PESISIR BARAT, LAMPUNG – Kharisma Nusantara.com – Jajaran Polsek Ngaras, Polres Pesisir Barat, mengungkap kasus tindak pidana pencurian dengan pemberatan (curat) dalam rangka Operasi Sikat Krakatau 2026.
Dalam pengungkapan tersebut, polisi menetapkan seorang pria berinisial HS (32) sebagai tersangka. HS diketahui memiliki alamat sesuai KTP di Jalan Ikan Selar LK I, Desa Sukaraja, Kecamatan Bumi Waras, Kota Bandar Lampung, dan sebelumnya berdomisili di Pekon Bandar Dalam, Kecamatan Bengkunat, Kabupaten Pesisir Barat.
Menariknya, HS saat ini diketahui sedang menjalani hukuman pidana di Lapas Kelas IIB Krui dalam perkara lain.
Kasus tersebut berdasarkan Laporan Polisi Nomor: LP/B/14/VIII/2025/SPKT/POLSEK BENGKUNAT/POLRES PESISIR BARAT/POLDA LAMPUNG, dengan korban bernama Teguh, warga Pekon Bandar Dalam, Kecamatan Bengkunat.
Peristiwa pencurian terjadi pada Selasa, 10 Desember 2024 sekitar pukul 08.00 WIB di belakang sebuah gubuk yang berada di kawasan Karang Lepak, Pekon Bandar Dalam, Kecamatan Bengkunat, Kabupaten Pesisir Barat.
Dalam kejadian itu, korban kehilangan satu unit mesin dinamo merek IKEDA tipe ST-3Kw, nomor ASF1831024, berwarna kuning/oranye. Mesin tersebut sebelumnya digunakan sebagai pembangkit listrik dan diletakkan di belakang gubuk milik korban.

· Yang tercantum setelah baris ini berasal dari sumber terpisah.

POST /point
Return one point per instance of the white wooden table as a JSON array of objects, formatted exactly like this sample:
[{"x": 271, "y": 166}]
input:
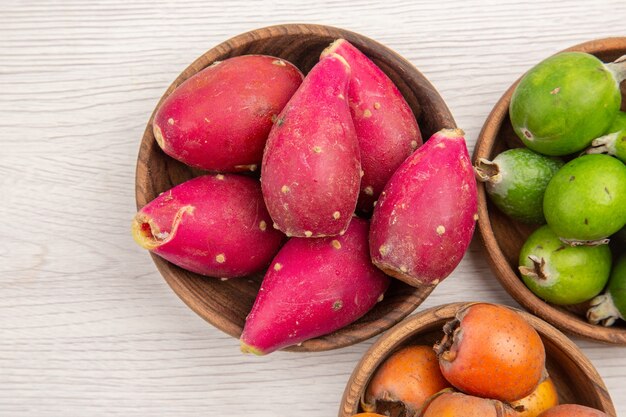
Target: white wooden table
[{"x": 87, "y": 325}]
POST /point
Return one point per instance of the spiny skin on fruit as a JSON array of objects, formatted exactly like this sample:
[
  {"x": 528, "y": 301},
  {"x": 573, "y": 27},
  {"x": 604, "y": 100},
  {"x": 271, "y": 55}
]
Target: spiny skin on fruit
[
  {"x": 425, "y": 217},
  {"x": 516, "y": 180},
  {"x": 572, "y": 410},
  {"x": 585, "y": 199},
  {"x": 614, "y": 141},
  {"x": 311, "y": 166},
  {"x": 457, "y": 404},
  {"x": 487, "y": 343},
  {"x": 541, "y": 399},
  {"x": 409, "y": 377},
  {"x": 219, "y": 119},
  {"x": 385, "y": 125},
  {"x": 185, "y": 225},
  {"x": 560, "y": 273},
  {"x": 314, "y": 287},
  {"x": 564, "y": 102},
  {"x": 611, "y": 306}
]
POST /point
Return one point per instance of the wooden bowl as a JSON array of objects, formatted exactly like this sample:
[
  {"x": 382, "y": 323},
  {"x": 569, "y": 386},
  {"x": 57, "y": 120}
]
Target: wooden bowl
[
  {"x": 574, "y": 377},
  {"x": 503, "y": 237},
  {"x": 225, "y": 304}
]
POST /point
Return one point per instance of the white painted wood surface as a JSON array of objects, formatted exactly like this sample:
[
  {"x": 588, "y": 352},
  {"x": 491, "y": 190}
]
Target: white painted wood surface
[{"x": 87, "y": 325}]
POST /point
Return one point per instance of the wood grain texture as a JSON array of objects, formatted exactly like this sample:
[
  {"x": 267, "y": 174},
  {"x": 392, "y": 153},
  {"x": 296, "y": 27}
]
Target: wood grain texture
[
  {"x": 504, "y": 238},
  {"x": 575, "y": 378},
  {"x": 87, "y": 324}
]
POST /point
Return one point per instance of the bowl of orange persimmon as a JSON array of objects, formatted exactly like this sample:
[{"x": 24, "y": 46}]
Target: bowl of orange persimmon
[{"x": 475, "y": 359}]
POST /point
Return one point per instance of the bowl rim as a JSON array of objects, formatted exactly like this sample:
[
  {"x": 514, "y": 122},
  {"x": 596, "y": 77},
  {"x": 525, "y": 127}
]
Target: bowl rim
[
  {"x": 412, "y": 325},
  {"x": 508, "y": 278},
  {"x": 147, "y": 144}
]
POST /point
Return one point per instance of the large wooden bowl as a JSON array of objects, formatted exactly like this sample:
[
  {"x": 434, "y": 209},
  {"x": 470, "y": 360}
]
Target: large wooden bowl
[
  {"x": 574, "y": 377},
  {"x": 503, "y": 237},
  {"x": 226, "y": 304}
]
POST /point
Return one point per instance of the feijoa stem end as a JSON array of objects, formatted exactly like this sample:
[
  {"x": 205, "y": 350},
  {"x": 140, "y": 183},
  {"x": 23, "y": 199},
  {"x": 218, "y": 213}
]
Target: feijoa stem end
[
  {"x": 618, "y": 68},
  {"x": 487, "y": 171}
]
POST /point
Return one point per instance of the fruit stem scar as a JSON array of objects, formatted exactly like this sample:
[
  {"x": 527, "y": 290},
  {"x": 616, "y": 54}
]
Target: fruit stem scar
[
  {"x": 487, "y": 171},
  {"x": 618, "y": 68},
  {"x": 527, "y": 134}
]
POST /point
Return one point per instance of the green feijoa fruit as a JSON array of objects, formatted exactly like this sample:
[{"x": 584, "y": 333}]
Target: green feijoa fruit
[
  {"x": 614, "y": 142},
  {"x": 586, "y": 199},
  {"x": 516, "y": 180},
  {"x": 565, "y": 101},
  {"x": 610, "y": 306},
  {"x": 563, "y": 274}
]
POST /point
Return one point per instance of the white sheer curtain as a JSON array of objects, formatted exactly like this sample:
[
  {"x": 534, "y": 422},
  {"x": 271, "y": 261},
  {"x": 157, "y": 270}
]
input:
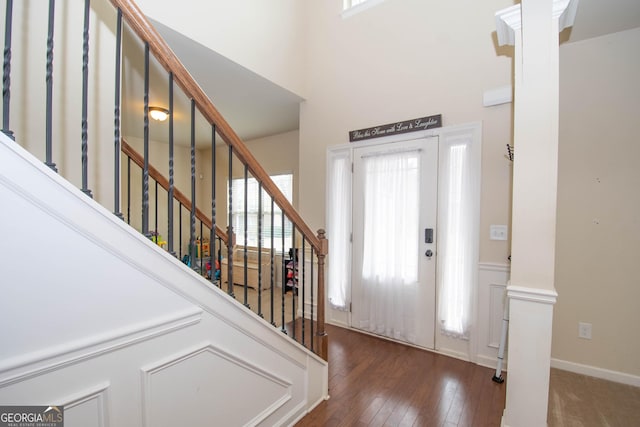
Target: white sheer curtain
[
  {"x": 339, "y": 229},
  {"x": 390, "y": 258},
  {"x": 457, "y": 246}
]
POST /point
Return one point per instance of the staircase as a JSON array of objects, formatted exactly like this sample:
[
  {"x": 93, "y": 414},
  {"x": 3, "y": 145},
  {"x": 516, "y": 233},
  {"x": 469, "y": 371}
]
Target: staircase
[{"x": 117, "y": 319}]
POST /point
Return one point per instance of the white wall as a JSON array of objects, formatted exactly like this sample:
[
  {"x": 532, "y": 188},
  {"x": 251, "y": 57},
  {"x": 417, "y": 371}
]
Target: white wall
[
  {"x": 118, "y": 331},
  {"x": 28, "y": 72},
  {"x": 401, "y": 60},
  {"x": 264, "y": 37},
  {"x": 598, "y": 231}
]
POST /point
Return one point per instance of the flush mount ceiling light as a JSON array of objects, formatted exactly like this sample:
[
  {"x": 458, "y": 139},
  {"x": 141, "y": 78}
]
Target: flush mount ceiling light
[{"x": 158, "y": 113}]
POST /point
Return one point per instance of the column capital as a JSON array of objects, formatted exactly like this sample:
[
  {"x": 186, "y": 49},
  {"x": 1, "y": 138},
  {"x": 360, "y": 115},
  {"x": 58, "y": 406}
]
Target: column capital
[{"x": 509, "y": 20}]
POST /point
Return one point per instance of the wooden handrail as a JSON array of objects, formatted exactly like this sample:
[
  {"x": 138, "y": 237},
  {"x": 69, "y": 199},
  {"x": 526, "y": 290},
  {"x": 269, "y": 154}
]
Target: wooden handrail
[
  {"x": 164, "y": 183},
  {"x": 138, "y": 22}
]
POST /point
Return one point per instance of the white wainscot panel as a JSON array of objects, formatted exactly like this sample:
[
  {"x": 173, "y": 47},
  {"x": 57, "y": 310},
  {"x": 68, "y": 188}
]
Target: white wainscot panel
[
  {"x": 492, "y": 283},
  {"x": 87, "y": 408},
  {"x": 176, "y": 390}
]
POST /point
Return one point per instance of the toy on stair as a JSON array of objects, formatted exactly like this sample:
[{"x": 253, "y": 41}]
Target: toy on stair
[{"x": 158, "y": 240}]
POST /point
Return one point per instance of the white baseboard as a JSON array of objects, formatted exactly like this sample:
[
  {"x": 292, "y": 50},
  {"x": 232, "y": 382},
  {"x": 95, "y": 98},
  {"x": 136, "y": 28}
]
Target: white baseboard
[
  {"x": 490, "y": 362},
  {"x": 592, "y": 371}
]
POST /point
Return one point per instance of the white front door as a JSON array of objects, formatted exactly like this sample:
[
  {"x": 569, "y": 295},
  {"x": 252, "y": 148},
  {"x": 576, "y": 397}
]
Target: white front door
[{"x": 394, "y": 240}]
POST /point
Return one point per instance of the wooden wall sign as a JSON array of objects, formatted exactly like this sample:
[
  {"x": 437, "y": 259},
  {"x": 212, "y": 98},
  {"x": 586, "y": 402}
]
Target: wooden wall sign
[{"x": 413, "y": 125}]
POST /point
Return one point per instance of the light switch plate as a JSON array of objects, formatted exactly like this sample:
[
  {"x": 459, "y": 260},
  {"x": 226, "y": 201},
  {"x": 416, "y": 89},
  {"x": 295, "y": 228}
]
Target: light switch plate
[{"x": 498, "y": 232}]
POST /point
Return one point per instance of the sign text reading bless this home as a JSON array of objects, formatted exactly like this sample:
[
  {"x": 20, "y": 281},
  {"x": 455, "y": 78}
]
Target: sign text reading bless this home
[{"x": 413, "y": 125}]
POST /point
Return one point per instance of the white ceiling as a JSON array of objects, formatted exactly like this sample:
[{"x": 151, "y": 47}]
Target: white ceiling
[{"x": 256, "y": 107}]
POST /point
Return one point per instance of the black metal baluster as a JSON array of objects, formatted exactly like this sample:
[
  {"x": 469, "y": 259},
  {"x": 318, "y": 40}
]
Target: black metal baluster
[
  {"x": 260, "y": 250},
  {"x": 49, "y": 79},
  {"x": 180, "y": 230},
  {"x": 303, "y": 290},
  {"x": 192, "y": 216},
  {"x": 246, "y": 236},
  {"x": 155, "y": 228},
  {"x": 6, "y": 71},
  {"x": 212, "y": 241},
  {"x": 85, "y": 100},
  {"x": 284, "y": 278},
  {"x": 145, "y": 168},
  {"x": 273, "y": 266},
  {"x": 116, "y": 120},
  {"x": 294, "y": 289},
  {"x": 171, "y": 172},
  {"x": 230, "y": 228},
  {"x": 201, "y": 248},
  {"x": 312, "y": 319},
  {"x": 219, "y": 265},
  {"x": 128, "y": 190}
]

Mengetahui mesin dinamonya hilang, korban bersama sejumlah saksi kemudian melakukan pencarian. Hingga sekitar pukul 19.00 WIB, korban melihat sejumlah orang membawa mesin dinamo menggunakan sepeda motor.
Polisi kemudian melakukan penyelidikan dan pemeriksaan terhadap sejumlah saksi guna mengungkap perkara tersebut.
Pada Senin, 10 Agustus 2026 sekitar pukul 10.00 WIB, Unit Reskrim Polsek Ngaras melakukan penyelidikan lanjutan. Setelah penyidik memperoleh bukti yang dinilai cukup, dilakukan gelar perkara hingga akhirnya HS ditetapkan sebagai tersangka.
Kapolres Pesisir Barat AKBP Bestiana, S.I.K., M.M., melalui Kapolsek Ngaras Iptu Doni Dermawan D, S.Psi., M.M., mengatakan pengungkapan perkara tersebut merupakan bagian dari komitmen kepolisian dalam memberikan kepastian hukum terhadap laporan masyarakat.
“Pengungkapan ini merupakan bagian dari upaya Polri dalam memberantas tindak pidana pencurian dan memberikan rasa aman kepada masyarakat. Setiap perkara yang dilaporkan akan ditindaklanjuti melalui proses penyelidikan dan penyidikan berdasarkan alat bukti yang ada,” ujar Iptu Doni.
Ia menjelaskan, meskipun tersangka saat ini sedang menjalani hukuman dalam perkara lain, proses hukum terhadap perkara pencurian tersebut tetap dilakukan sesuai dengan ketentuan peraturan perundang-undangan.
Dalam pengungkapan perkara tersebut, polisi mengamankan barang bukti berupa satu unit mesin dinamo merek IKEDA tipe ST-3Kw, nomor ASF1831024, berwarna kuning/oranye.
Penyidik juga telah melakukan sejumlah tindakan kepolisian, di antaranya menerima laporan polisi, melakukan pengecekan tempat kejadian perkara (TKP), memeriksa saksi-saksi, melaksanakan gelar perkara untuk penetapan tersangka, melanjutkan proses penyidikan, serta berkoordinasi dengan Jaksa Penuntut Umum (JPU).
Atas perkara tersebut, HS dipersangkakan melanggar Pasal 477 Undang-Undang Nomor 1 Tahun 2023 tentang Kitab Undang-Undang Hukum Pidana (KUHP).
Polres Pesisir Barat mengimbau masyarakat agar meningkatkan kewaspadaan terhadap potensi tindak pidana serta segera melaporkan kepada pihak kepolisian apabila mengetahui adanya dugaan tindak pidana di lingkungan masing-masing.